# PyCoMo Basics #
PyCoMo is a **Py**thon **Co**mmunity metabolic **Mo**delling package. In this tutorial, the core features will be presented.

The expected runtime for this notebook is approximately 10-30 minutes.
## Setting up PyCoMo ##
Clone the package from github. Next, we are going to import all the packages we need in this tutorial.

In [1]:
from pathlib import Path
import sys
import cobra
import os

### Importing PyCoMo ###
As PyCoMo is currently only available as a local package, the direct path to the package directory needs to be used on import.

In [2]:
path_root = "../pycomo"  # Change path according to your PyCoMo location
sys.path.append(str(path_root))
import pycomo as pycomo

Now we will check if PyCoMo was loaded correctly. For this, we will run the help function on the PyCoMo package.

In [3]:
#help(pycomo)

## Creating a Community Model ##
The creation of a community model consists of 3 steps:
1. Loading the member models
2. Preparing the member models for merging
3. Creating a community model
### Loading the member models ###
The community model creation process starts with models of the individual members. Note that the quality of the community model heavily depends on the quality of the member models!
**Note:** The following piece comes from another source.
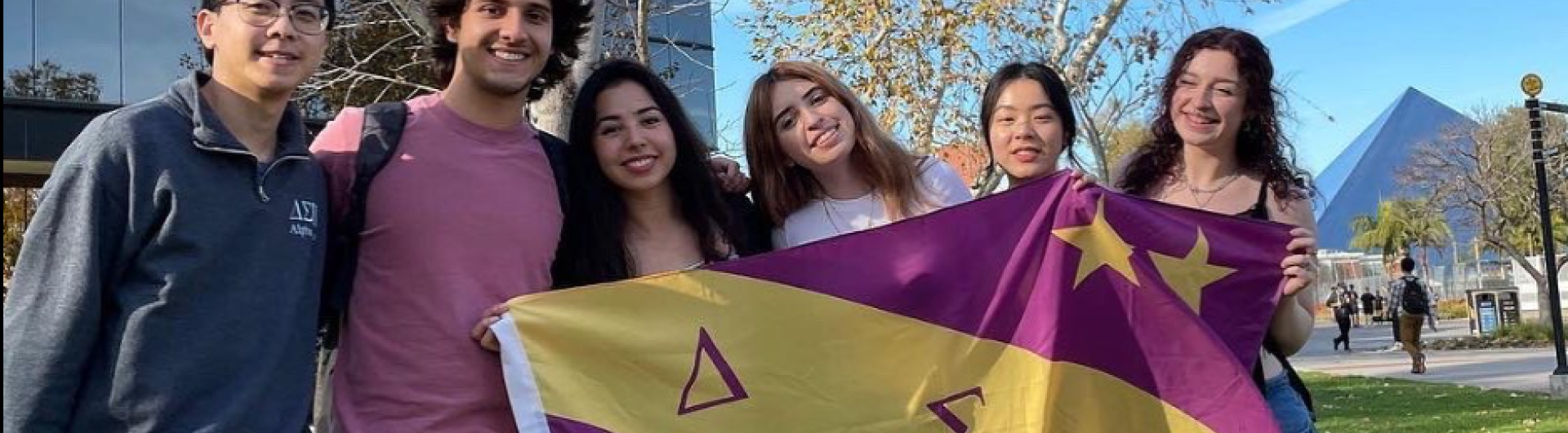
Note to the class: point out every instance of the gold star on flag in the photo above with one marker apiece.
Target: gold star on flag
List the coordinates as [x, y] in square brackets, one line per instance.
[1189, 275]
[1101, 245]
In this tutorial we are using metabolic models from the AGORA collection. The models were retrieved from www.vmh.life, and are stored in the data folder of the repository. The selection of models and the resulting community represents a cystic fibrosis airway community, as done by Henson et al. (www.doi.org/10.1128/mSystems.00026-19)

In [4]:
test_model_dir = "../data/use_case/henson"
named_models = pycomo.load_named_models_from_dir(test_model_dir)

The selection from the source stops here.